CM: Quindi hai catturato gli ultimi giorni di vita del Palazzo come l’hai conosciuto, visto che ora si trasformerà in qualcosa di completamente diverso. Mi è sembrato di capire che in un video ci sarà un violoncellista che suonerà il Requiem … un modo di salutare lo spazio, immagino.
MM: Nel video “Vita Activa” il violoncellista Francesco Dillon, esegue in vari punti del Palazzo del Lavoro un’improvvisazione a partire da un accordo del Requiem in Re minore k626 di Mozart, per poi “suonare” l’architettura e gli oggetti che si trovano al suo interno con un’improvvisazione che suggerisce un cambiamento, una dimensione vitale calata nel presente.
CM: L’architettura del Palazzo ha ispirato l’opera al piano terra, il cui titolo cita una frase di Nervi: “L’ideazione di un sistema resistente è atto creativo”. Di cosa si tratta?
MM: È un lavoro interamente realizzato in mattonelle di carbone. Riproduce una stilizzazione del modulo in scala 1:1 del solaio a nervature isostatiche di Palazzo del Lavoro. Ciò che appare come motivo decorativo in realtà risponde unicamente all’andamento della distribuzione delle linee di forza nel cemento armato.
CM: L’uso del carbone come materiale mi sembra importante all’interno della mostra. Immagino richiami l’incendio che nell’agosto 2015 ha bruciato parte del Palazzo …

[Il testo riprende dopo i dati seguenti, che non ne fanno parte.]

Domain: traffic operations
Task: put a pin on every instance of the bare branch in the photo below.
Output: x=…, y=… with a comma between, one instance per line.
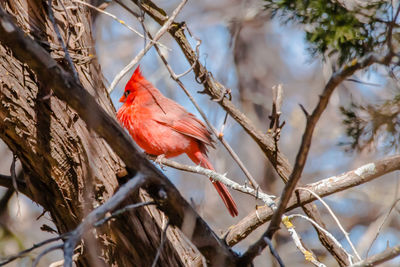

MM: Certo, ma richiama anche il problema dell’energia, motore dell’industria. Il fumo che esce dalle ciminiere delle centrali elettriche a carbone, in Europa, uccide più di due persone all’ora e in Italia 500 persone l’anno. Enel, la grande multinazionale elettrica italiana, in termini di sostenibilità è la quinta peggior compagnia a livello europeo. Pensando alle scorie, a quello che rimane nell’aria che respiriamo ho realizzato una serie di monocromi neri sia con i resti di combustione del Palazzo, il residuo simbolico; sia con polveri che provengono dai filtri depolveratori dalla manodopera operaia. Come base per queste opere ho usato i fondi dei cassetti di alcune scrivanie trovate nell’edificio mentre ho usato il resto del legno di questi arredi per realizzare le cornici di una serie di fotografie realizzate con dispositivi stenopeici. Le macchine stesse sono state costruite da oggetti provenienti dal Palazzo. Un po’ come faceva Anna Blume, la protagonista del libro di Paul Auster “Nel paese delle ultime cose”. Una donna che fa la raccoglitrice di oggetti in un paese dove tutto sta scomparendo, vagando per la città con un carrello alla ricerca di frammenti. Uno dei tanti riferimenti letterari “nascosti” nella mostra.